If LAN connectivity is lost between a cluster node and the other nodes in the cluster, it is possible that the lost node will be automatically shut down by the other cluster nodes. This is normal cluster operating behavior, and it prevents the lost node from trying to load cluster resources because it cannot detect the other cluster nodes. By default, cluster nodes are configured to reboot after an automatic shutdown.

On certain occasions, you might want to prevent a downed cluster node from rebooting so you can troubleshoot problems.

9.11.1 OES 2 SP2 with Patches and Later

Beginning in the OES 2 SP2 Maintenance Patch for May 2010, the Novell Cluster Services reboot behavior conforms to the kernel panic setting for the Linux operating system. By default the kernel panic setting is set for no reboot after a node shutdown.

You can set the kernel panic behavior in the /etc/sysctl.conf file by adding a kernel.panic command line. Set the value to 0 for no reboot after a node shutdown. Set the value to a positive integer value to indicate that the server should be rebooted after waiting the specified number of seconds. For information about the Linux sysctl, see the Linux man pages on sysctl and sysctl.conf.

  1. As the root user, open the /etc/sysctl.conf file in a text editor.

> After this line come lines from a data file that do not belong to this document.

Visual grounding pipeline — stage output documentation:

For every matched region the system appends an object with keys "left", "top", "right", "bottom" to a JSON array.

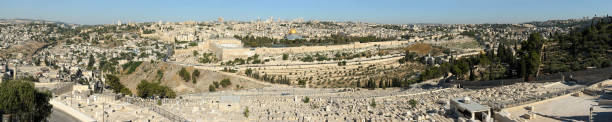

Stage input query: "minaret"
[{"left": 13, "top": 64, "right": 19, "bottom": 80}]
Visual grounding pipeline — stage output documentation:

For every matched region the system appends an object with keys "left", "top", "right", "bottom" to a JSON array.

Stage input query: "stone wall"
[{"left": 255, "top": 41, "right": 409, "bottom": 55}]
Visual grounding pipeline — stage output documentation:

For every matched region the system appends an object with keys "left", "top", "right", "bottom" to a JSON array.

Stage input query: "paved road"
[{"left": 47, "top": 108, "right": 79, "bottom": 122}]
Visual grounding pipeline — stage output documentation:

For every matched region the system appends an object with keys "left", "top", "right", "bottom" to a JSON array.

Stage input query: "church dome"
[{"left": 289, "top": 28, "right": 297, "bottom": 34}]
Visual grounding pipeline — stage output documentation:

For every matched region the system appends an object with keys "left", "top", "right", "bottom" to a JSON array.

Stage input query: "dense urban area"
[{"left": 0, "top": 16, "right": 612, "bottom": 122}]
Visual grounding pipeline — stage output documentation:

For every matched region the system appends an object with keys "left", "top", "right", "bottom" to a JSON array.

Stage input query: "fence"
[
  {"left": 37, "top": 82, "right": 75, "bottom": 96},
  {"left": 453, "top": 67, "right": 612, "bottom": 88},
  {"left": 124, "top": 97, "right": 189, "bottom": 122},
  {"left": 489, "top": 86, "right": 586, "bottom": 110}
]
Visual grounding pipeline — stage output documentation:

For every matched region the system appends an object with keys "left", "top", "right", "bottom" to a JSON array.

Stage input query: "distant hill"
[{"left": 0, "top": 19, "right": 74, "bottom": 25}]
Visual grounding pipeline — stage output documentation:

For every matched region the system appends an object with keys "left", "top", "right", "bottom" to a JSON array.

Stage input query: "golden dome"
[{"left": 289, "top": 28, "right": 297, "bottom": 34}]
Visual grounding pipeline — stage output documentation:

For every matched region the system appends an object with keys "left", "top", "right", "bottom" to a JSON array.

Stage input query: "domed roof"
[{"left": 289, "top": 28, "right": 297, "bottom": 34}]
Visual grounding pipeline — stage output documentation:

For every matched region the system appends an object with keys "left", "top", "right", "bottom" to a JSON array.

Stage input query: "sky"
[{"left": 0, "top": 0, "right": 612, "bottom": 24}]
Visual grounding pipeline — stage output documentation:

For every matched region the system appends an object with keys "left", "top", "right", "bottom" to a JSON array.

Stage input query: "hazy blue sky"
[{"left": 0, "top": 0, "right": 612, "bottom": 24}]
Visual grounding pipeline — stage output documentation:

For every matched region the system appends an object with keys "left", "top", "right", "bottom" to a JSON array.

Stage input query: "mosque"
[{"left": 285, "top": 28, "right": 302, "bottom": 40}]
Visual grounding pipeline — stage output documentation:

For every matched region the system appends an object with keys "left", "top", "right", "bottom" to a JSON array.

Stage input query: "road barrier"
[{"left": 123, "top": 97, "right": 189, "bottom": 122}]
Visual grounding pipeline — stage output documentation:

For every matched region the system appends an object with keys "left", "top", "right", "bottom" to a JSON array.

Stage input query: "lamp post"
[{"left": 589, "top": 105, "right": 593, "bottom": 122}]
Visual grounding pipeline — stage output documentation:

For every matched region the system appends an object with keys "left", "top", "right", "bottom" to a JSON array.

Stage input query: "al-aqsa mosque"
[{"left": 285, "top": 28, "right": 302, "bottom": 40}]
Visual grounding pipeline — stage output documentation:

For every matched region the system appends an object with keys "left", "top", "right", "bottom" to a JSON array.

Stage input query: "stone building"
[
  {"left": 209, "top": 38, "right": 255, "bottom": 61},
  {"left": 450, "top": 97, "right": 492, "bottom": 122}
]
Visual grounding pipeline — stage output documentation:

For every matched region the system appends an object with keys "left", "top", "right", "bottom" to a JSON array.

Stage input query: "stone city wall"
[{"left": 255, "top": 41, "right": 409, "bottom": 55}]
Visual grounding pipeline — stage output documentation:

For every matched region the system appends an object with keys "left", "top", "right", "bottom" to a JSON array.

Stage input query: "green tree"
[
  {"left": 208, "top": 84, "right": 217, "bottom": 92},
  {"left": 370, "top": 98, "right": 376, "bottom": 107},
  {"left": 221, "top": 78, "right": 232, "bottom": 88},
  {"left": 105, "top": 74, "right": 132, "bottom": 95},
  {"left": 191, "top": 69, "right": 200, "bottom": 84},
  {"left": 178, "top": 67, "right": 191, "bottom": 82},
  {"left": 302, "top": 96, "right": 310, "bottom": 103},
  {"left": 87, "top": 55, "right": 96, "bottom": 70},
  {"left": 242, "top": 107, "right": 249, "bottom": 118},
  {"left": 0, "top": 80, "right": 53, "bottom": 122},
  {"left": 408, "top": 99, "right": 418, "bottom": 108},
  {"left": 283, "top": 53, "right": 289, "bottom": 60},
  {"left": 136, "top": 80, "right": 176, "bottom": 98}
]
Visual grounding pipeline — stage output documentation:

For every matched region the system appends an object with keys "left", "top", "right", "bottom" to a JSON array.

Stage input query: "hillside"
[{"left": 120, "top": 62, "right": 264, "bottom": 94}]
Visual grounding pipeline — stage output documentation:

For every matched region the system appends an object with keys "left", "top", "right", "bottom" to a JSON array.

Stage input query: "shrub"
[
  {"left": 408, "top": 99, "right": 418, "bottom": 108},
  {"left": 208, "top": 84, "right": 217, "bottom": 92},
  {"left": 221, "top": 78, "right": 232, "bottom": 88},
  {"left": 243, "top": 107, "right": 249, "bottom": 118},
  {"left": 178, "top": 67, "right": 191, "bottom": 82},
  {"left": 121, "top": 61, "right": 142, "bottom": 74},
  {"left": 191, "top": 69, "right": 200, "bottom": 84},
  {"left": 105, "top": 74, "right": 132, "bottom": 95},
  {"left": 0, "top": 80, "right": 53, "bottom": 122},
  {"left": 370, "top": 99, "right": 376, "bottom": 107},
  {"left": 283, "top": 53, "right": 289, "bottom": 60},
  {"left": 213, "top": 81, "right": 219, "bottom": 88},
  {"left": 302, "top": 96, "right": 310, "bottom": 103},
  {"left": 136, "top": 80, "right": 176, "bottom": 98}
]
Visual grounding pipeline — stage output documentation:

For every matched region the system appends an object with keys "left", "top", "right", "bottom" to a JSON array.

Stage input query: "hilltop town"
[{"left": 0, "top": 16, "right": 612, "bottom": 122}]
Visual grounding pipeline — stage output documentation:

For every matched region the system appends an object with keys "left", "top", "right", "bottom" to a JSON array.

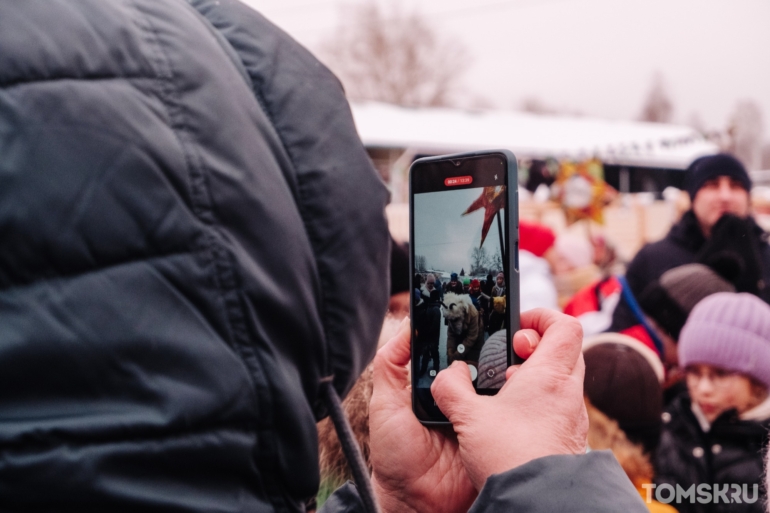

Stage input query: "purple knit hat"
[{"left": 679, "top": 292, "right": 770, "bottom": 388}]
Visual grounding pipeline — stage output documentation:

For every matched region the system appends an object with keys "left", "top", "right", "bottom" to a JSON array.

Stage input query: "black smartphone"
[{"left": 409, "top": 150, "right": 520, "bottom": 424}]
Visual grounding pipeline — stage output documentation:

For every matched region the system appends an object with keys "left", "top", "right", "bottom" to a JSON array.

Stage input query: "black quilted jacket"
[{"left": 0, "top": 0, "right": 389, "bottom": 512}]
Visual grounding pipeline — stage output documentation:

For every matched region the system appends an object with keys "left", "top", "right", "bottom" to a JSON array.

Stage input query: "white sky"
[
  {"left": 414, "top": 187, "right": 505, "bottom": 274},
  {"left": 245, "top": 0, "right": 770, "bottom": 134}
]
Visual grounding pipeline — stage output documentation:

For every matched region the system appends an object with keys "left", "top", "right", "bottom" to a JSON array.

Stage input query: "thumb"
[{"left": 430, "top": 361, "right": 477, "bottom": 424}]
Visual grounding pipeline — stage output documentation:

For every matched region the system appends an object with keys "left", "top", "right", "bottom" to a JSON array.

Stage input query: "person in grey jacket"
[{"left": 0, "top": 0, "right": 648, "bottom": 512}]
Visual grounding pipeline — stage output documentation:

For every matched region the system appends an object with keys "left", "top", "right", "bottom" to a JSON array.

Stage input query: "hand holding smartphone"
[{"left": 409, "top": 150, "right": 519, "bottom": 424}]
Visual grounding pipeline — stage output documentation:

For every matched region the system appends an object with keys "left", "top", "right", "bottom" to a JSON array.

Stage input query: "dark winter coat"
[
  {"left": 608, "top": 210, "right": 770, "bottom": 332},
  {"left": 654, "top": 393, "right": 770, "bottom": 513},
  {"left": 0, "top": 0, "right": 389, "bottom": 512}
]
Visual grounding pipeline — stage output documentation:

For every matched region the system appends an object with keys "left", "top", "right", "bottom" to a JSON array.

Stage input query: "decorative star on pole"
[{"left": 462, "top": 186, "right": 505, "bottom": 250}]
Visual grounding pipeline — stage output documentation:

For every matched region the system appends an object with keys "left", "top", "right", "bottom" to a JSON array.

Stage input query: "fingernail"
[{"left": 524, "top": 331, "right": 537, "bottom": 349}]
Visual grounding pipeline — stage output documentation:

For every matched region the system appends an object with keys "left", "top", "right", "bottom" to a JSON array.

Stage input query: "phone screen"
[{"left": 410, "top": 153, "right": 518, "bottom": 422}]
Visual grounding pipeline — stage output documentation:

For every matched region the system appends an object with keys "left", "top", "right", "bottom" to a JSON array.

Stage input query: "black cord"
[{"left": 321, "top": 379, "right": 380, "bottom": 513}]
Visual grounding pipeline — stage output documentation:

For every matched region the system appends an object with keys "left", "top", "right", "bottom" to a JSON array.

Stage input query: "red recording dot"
[{"left": 444, "top": 176, "right": 473, "bottom": 187}]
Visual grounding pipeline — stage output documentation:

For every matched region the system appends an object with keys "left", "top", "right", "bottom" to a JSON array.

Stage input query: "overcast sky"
[
  {"left": 414, "top": 188, "right": 504, "bottom": 274},
  {"left": 247, "top": 0, "right": 770, "bottom": 134}
]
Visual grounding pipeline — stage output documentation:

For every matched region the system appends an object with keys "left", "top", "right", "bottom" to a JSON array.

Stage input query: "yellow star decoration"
[{"left": 554, "top": 159, "right": 614, "bottom": 225}]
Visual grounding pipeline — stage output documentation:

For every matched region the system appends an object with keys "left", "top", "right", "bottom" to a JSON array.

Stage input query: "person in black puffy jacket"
[
  {"left": 0, "top": 0, "right": 643, "bottom": 512},
  {"left": 655, "top": 292, "right": 770, "bottom": 513}
]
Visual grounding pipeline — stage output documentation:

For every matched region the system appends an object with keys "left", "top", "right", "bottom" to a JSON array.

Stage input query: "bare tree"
[
  {"left": 464, "top": 247, "right": 489, "bottom": 276},
  {"left": 414, "top": 255, "right": 428, "bottom": 273},
  {"left": 639, "top": 72, "right": 674, "bottom": 123},
  {"left": 728, "top": 100, "right": 763, "bottom": 170},
  {"left": 321, "top": 0, "right": 467, "bottom": 107},
  {"left": 489, "top": 250, "right": 503, "bottom": 272}
]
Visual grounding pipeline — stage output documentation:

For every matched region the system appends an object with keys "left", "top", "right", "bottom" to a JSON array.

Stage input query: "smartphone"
[{"left": 409, "top": 150, "right": 520, "bottom": 424}]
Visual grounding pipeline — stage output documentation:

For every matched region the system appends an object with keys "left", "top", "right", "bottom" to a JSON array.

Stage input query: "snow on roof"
[{"left": 351, "top": 102, "right": 719, "bottom": 169}]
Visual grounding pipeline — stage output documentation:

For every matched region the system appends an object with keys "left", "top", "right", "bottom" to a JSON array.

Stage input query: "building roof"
[{"left": 352, "top": 102, "right": 719, "bottom": 169}]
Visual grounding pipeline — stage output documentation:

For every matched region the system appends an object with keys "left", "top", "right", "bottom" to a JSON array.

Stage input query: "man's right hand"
[{"left": 431, "top": 309, "right": 588, "bottom": 490}]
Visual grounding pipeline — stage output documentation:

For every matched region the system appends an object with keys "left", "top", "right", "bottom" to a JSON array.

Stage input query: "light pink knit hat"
[{"left": 679, "top": 292, "right": 770, "bottom": 388}]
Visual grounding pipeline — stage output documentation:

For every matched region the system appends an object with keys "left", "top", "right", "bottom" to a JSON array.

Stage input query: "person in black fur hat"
[{"left": 609, "top": 154, "right": 770, "bottom": 356}]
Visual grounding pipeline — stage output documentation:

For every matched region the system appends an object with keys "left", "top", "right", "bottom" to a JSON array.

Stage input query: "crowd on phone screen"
[
  {"left": 10, "top": 0, "right": 770, "bottom": 513},
  {"left": 413, "top": 271, "right": 507, "bottom": 377},
  {"left": 320, "top": 155, "right": 770, "bottom": 513}
]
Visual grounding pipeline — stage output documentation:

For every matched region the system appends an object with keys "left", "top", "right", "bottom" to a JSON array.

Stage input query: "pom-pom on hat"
[
  {"left": 684, "top": 153, "right": 751, "bottom": 200},
  {"left": 679, "top": 292, "right": 770, "bottom": 388}
]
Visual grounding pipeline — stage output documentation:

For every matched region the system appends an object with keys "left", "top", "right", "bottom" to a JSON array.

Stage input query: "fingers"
[
  {"left": 514, "top": 308, "right": 583, "bottom": 374},
  {"left": 513, "top": 329, "right": 540, "bottom": 360},
  {"left": 505, "top": 365, "right": 521, "bottom": 381},
  {"left": 372, "top": 317, "right": 411, "bottom": 390},
  {"left": 430, "top": 361, "right": 476, "bottom": 424}
]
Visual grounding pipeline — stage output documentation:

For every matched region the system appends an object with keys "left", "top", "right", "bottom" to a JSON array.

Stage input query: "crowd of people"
[
  {"left": 521, "top": 154, "right": 770, "bottom": 513},
  {"left": 6, "top": 0, "right": 770, "bottom": 513},
  {"left": 413, "top": 271, "right": 506, "bottom": 378}
]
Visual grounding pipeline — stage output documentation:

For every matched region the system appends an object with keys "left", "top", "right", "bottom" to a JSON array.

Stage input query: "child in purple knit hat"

  2. If the kernel.panic token is not present, add it.

    kernel.panic = 0
    
  3. Set the kernel.panic value to 0 or to a positive integer value, depending on the desired behavior.

    • No Reboot: To prevent an automatic reboot after a node shutdown, set the kernel.panic token to value to 0. This allows the administrator to determine what caused the kernel panic condition before manually rebooting the server. This is the recommended setting.

      kernel.panic = 0
      
    • Reboot: To allow a cluster node to reboot automatically after a node shutdown, set the kernel.panic token to a positive integer value that represents the seconds to delay the reboot.

      kernel.panic = <seconds>
      

      For example, to wait 1 minute (60 seconds) before rebooting the server, specify the following:

      kernel.panic = 60
      
  4. Save your changes.

9.11.2 OES 2 SP2 Release Version and Earlier

In OES 2 SP release version and earlier, you can modify the opt/novell/ncs/bin/ldncs file for the cluster to trigger the server to not automatically reboot after a shutdown.

  1. Open the opt/novell/ncs/bin/ldncs file in a text editor.

  2. Find the following line:

    echo -n $TOLERANCE > /proc/sys/kernel/panic
    
  3. Replace $TOLERANCE with a value of 0 to cause the server to not automatically reboot after a shutdown.

  4. After editing the ldncs file, you must reboot the server to cause the change to take effect.